On the table in front of me are photocopies of several documents. A couple of weeks back, my child’s father had been officially recognised in my child’s birth certificate at the registry office in Berlin Charlottenburg. This step has helped provide him with the legal status he was aiming for all along. There are photocopies of an Italian medical card, a provisional Nigerian passport, and a German residence permit. None of them match. The Nigerian passport had been issued, based on the Italian medical card, and the German residence permit took the Nigerian passport for granted. Bureaucratic whispers down the lane. Three different documents. Three different passport photographs, of which none resembles the man I conceived my child with. Three different signatures. Three different names, let alone the dates of birth. How is this even possible? Does my child have three fathers now? How can I make sure that none of these men can come and claim custody for my child? The woman at the registry office said that once a father is recognised there is no way back. And I should know best who I had intercourse with! Deutsche Willkommenskultur on the loose! If we can’t even integrate them properly, how will they ever assimilate? Tired of the world’s most absurd turnings, I slide back into familiarity.
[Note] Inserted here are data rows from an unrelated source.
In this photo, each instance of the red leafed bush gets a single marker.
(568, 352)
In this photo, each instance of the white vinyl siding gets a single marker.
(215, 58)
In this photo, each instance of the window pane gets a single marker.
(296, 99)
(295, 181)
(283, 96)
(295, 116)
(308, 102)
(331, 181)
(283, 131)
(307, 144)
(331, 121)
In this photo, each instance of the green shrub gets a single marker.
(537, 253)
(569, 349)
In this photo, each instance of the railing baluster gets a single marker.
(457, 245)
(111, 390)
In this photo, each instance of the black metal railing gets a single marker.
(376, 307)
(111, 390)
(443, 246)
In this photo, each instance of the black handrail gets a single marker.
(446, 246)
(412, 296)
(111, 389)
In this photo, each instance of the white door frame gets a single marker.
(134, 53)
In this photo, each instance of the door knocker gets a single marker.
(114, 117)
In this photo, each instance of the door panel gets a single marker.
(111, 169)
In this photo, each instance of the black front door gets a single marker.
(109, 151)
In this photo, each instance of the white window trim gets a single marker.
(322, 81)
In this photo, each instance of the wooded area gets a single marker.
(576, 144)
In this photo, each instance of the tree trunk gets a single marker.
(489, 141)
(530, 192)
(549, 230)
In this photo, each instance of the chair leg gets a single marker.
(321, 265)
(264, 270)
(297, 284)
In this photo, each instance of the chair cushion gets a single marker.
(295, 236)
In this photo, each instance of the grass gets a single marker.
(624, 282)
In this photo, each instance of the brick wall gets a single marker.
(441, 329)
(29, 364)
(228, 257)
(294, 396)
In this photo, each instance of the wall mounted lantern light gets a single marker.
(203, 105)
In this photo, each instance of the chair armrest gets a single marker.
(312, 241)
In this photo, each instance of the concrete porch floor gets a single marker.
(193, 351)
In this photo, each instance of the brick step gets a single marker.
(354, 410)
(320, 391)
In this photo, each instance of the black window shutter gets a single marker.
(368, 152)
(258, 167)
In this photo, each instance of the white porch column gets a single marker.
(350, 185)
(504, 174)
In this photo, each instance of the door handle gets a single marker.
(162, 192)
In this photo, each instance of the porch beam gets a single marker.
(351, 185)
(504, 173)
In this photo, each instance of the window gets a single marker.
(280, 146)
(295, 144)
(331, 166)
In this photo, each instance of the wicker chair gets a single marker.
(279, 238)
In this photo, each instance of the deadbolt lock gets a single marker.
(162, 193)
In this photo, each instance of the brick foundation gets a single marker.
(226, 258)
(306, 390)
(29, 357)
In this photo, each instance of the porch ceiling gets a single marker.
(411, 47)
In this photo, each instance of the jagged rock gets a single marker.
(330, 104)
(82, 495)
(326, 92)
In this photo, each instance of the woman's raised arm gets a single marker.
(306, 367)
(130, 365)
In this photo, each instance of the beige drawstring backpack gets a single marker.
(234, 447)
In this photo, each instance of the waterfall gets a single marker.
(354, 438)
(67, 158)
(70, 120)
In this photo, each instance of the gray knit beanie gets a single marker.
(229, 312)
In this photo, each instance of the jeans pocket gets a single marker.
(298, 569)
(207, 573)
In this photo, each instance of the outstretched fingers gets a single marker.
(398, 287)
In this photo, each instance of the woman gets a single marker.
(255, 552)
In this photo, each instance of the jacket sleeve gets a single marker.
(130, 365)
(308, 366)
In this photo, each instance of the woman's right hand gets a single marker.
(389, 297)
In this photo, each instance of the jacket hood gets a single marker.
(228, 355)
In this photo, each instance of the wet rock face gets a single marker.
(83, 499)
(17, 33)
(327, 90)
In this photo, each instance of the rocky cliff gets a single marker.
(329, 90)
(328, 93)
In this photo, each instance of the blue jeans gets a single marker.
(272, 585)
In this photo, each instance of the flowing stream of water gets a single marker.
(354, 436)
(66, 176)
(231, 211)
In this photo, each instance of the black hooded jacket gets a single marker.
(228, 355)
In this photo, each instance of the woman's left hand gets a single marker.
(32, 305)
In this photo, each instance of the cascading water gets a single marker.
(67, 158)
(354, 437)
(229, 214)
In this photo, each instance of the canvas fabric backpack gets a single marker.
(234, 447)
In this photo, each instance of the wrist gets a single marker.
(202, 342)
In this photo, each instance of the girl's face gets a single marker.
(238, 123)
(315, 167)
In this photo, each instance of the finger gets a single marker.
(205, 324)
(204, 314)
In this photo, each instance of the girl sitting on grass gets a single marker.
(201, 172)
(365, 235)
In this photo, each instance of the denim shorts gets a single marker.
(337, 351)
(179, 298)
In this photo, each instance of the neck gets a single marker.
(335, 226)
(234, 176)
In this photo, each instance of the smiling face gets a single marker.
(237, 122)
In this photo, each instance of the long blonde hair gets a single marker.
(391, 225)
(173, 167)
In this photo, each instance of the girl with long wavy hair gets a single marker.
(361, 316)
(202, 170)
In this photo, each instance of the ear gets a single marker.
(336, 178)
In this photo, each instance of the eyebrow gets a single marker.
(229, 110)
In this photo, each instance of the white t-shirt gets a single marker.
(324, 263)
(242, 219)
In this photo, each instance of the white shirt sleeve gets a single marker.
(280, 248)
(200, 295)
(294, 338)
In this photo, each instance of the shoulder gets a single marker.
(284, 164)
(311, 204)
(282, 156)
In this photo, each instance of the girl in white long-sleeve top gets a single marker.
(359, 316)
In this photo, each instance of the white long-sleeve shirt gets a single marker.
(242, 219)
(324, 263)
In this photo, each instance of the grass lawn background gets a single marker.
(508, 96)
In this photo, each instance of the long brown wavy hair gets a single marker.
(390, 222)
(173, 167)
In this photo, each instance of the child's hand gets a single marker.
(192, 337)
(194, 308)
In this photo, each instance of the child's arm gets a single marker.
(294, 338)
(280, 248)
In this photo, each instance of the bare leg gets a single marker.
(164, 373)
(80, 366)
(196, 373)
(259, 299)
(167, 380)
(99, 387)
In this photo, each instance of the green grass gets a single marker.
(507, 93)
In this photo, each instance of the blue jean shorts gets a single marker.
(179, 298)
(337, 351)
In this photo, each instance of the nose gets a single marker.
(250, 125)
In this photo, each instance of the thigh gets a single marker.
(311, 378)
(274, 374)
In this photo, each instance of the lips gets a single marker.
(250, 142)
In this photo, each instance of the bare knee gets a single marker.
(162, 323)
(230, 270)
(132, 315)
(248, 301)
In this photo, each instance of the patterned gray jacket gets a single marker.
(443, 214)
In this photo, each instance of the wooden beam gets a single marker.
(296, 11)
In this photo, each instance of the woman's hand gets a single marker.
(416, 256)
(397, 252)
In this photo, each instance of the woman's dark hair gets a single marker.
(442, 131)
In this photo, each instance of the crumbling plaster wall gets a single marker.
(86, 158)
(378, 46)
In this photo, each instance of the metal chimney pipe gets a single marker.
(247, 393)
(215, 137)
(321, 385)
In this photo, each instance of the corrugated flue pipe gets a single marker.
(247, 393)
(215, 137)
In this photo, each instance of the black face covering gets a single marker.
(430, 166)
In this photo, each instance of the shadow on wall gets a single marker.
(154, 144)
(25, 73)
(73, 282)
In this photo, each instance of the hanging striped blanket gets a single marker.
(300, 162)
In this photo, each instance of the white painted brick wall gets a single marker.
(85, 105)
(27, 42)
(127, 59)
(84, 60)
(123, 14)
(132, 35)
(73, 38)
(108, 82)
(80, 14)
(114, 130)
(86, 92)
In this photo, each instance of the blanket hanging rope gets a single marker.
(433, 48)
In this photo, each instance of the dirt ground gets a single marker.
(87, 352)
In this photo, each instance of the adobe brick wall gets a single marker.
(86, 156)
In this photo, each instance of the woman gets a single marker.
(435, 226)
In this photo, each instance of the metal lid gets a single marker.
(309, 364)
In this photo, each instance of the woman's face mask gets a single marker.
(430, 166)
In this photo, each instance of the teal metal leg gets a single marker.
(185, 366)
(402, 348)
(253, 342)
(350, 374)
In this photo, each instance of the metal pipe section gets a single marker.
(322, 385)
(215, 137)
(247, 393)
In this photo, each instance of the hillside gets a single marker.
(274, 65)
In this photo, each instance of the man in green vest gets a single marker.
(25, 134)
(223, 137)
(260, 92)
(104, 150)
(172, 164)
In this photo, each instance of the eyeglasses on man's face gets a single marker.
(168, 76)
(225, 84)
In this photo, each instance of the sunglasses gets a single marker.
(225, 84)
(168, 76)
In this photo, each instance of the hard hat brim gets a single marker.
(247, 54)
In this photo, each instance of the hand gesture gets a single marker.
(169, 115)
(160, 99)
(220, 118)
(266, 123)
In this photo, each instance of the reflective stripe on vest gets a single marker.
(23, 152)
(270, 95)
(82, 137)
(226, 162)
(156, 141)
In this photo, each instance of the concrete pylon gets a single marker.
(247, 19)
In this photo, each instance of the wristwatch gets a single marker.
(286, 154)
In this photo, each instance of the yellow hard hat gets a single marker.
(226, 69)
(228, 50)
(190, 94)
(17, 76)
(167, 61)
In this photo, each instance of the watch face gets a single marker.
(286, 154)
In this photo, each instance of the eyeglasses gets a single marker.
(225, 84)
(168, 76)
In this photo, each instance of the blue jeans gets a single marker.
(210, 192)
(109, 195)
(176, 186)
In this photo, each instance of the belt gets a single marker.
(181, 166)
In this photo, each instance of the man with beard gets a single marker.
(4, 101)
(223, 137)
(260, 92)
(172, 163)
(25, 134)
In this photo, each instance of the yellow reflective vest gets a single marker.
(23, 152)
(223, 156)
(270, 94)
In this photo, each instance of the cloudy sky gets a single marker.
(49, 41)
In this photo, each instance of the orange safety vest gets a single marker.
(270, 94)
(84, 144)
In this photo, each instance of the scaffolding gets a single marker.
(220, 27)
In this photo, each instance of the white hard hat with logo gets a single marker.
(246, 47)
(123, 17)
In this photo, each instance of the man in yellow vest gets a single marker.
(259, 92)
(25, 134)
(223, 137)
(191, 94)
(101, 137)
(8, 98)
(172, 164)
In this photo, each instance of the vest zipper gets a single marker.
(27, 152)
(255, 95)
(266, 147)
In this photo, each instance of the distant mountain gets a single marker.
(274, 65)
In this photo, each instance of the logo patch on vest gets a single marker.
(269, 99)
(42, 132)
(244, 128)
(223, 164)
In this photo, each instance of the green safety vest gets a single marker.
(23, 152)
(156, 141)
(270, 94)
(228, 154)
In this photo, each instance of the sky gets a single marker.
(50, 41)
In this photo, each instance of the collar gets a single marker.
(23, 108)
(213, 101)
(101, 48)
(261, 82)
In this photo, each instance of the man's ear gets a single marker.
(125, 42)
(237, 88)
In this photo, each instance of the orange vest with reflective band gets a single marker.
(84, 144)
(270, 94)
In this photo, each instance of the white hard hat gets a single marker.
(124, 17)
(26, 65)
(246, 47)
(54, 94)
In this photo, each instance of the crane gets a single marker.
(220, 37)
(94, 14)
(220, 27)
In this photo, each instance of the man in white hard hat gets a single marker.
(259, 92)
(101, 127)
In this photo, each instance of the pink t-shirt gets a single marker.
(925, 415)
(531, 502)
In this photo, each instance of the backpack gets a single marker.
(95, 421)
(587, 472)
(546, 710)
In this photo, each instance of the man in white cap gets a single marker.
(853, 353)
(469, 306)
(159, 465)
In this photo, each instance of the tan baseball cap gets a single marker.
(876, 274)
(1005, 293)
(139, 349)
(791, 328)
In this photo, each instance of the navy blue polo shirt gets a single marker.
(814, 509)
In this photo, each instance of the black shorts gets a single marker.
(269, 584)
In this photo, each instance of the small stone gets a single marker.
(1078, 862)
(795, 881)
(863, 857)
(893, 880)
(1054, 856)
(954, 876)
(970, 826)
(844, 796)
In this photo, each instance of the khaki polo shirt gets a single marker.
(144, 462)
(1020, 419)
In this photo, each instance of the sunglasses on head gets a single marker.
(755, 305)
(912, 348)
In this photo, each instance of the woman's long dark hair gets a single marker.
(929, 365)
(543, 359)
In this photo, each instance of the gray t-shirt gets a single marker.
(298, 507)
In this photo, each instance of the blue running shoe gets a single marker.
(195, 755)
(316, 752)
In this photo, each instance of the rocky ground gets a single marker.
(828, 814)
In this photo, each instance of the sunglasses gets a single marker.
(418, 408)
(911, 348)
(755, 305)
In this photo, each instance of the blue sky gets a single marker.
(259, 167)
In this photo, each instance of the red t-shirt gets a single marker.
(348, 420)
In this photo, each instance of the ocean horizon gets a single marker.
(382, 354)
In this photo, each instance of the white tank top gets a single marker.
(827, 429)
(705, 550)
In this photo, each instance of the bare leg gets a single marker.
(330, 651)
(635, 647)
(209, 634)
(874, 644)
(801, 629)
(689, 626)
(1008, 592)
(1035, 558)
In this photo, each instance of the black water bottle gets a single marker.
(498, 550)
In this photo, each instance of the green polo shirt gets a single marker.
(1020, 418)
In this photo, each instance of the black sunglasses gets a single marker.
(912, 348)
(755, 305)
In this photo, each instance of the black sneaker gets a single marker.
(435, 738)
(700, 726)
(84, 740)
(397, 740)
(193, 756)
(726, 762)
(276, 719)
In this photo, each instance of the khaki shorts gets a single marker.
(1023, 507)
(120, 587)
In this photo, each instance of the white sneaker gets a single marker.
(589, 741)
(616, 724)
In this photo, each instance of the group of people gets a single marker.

“Welcome to the Borg’s collective consciousness, Eight of Sixteen, Tactical Drone of Trimatrix 5337!” I open my eyes once more, when Locutus pads me on the back. In a mirror, I see myself in a black bionic suit. There are tubes and cables coming out of my neck and my back fusing into a panel on my right temple. My red light blinks when I state my status, “Confirmed: Assimilation of a member from species 5618 completed successfully!” Is force really the only way this works?! is my last thought before I lose my self in the depth of our hive mind.